Once you have GIMP installed, run it. For Linux users, this usually means that you will type "gimp-2.*" (* is the current version that is out) in the command line, or look under your Applications > Graphics menu as installation often places an icon for it there. For Windows users, you will most likely have a shortcut on your desktop that will run GIMP.
When you first run the GIMP, you will encounter a configuration screen. Just calmly get your self through it, it's not hard.
Now that you have GIMP up and running, you will no doubt start feeling very, very small. However, this is the way all people react when they start GIMP for the first time. So, to get you more acquainted with the GIMP, here is a tutorial for beginners.

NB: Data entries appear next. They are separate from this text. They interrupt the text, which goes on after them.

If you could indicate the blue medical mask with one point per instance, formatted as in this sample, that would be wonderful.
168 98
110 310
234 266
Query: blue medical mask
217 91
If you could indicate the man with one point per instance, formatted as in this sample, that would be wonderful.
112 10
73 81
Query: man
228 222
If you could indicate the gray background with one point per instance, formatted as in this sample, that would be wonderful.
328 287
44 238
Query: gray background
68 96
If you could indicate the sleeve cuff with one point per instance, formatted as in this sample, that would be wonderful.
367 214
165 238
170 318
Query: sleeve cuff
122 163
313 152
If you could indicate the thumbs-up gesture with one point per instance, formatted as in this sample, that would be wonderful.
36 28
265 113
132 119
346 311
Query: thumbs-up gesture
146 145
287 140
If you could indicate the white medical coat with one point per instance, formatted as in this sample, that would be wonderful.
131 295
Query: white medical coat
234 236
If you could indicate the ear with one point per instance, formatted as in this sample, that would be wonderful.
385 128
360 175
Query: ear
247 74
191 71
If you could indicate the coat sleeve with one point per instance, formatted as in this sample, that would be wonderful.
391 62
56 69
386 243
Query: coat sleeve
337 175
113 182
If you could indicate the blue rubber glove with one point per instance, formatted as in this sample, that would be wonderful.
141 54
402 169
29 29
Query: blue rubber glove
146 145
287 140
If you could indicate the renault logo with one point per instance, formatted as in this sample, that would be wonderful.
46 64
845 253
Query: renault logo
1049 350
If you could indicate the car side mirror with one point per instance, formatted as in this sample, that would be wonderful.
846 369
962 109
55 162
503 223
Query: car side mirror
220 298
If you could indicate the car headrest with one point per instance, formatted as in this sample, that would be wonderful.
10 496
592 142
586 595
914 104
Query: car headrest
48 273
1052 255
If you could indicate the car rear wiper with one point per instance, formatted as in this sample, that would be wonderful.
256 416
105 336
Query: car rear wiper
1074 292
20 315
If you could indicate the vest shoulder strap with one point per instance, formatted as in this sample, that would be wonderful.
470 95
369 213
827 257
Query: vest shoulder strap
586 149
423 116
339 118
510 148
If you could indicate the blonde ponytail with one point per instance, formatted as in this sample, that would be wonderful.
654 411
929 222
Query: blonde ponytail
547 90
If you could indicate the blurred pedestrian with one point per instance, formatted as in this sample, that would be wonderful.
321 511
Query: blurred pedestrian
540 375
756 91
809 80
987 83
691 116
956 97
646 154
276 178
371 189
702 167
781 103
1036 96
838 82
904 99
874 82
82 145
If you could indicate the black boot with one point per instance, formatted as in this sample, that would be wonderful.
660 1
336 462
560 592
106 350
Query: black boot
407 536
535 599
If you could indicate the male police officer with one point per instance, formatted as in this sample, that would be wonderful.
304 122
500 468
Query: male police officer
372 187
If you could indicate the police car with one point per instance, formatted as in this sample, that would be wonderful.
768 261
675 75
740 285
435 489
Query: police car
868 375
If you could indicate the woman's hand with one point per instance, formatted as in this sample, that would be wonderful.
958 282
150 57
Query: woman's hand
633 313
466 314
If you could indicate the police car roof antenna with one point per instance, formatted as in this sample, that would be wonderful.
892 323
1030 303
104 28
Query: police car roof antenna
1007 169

Open GIMP, and probably you will see three windows called: 'Toolbox', 'Layers patterns' and the main 'Image manipulation' panel, all of which you can drag or rearrange as convenient. From GIMP 2.8.4 there is a Windows menu next to help. There you will find a 'single window mode' which may seem more familiar and friendly (especially if you have many images open at the same time, as it is easier to relate the various windows) but for now, let's start with something simple.
To create a new image (as with most applications) simply click File and select 'new...'. This may be on the window on the left of your screen (called toolbox) in earlier editions or on the main window after GIMP 2.8.4. A pop-up window will appear, asking you how big you want your new image to be. This can be in inches, millimeters or the default pixels(Px) which we will use. Set the width to 400 and the height to 300, then click OK. Go to the image (referred to as the image). On early models click on the menu labelled Dialogues - click on the first option shown. (after 2.8.4 things are more intuitive, but read on - the principle is the same!).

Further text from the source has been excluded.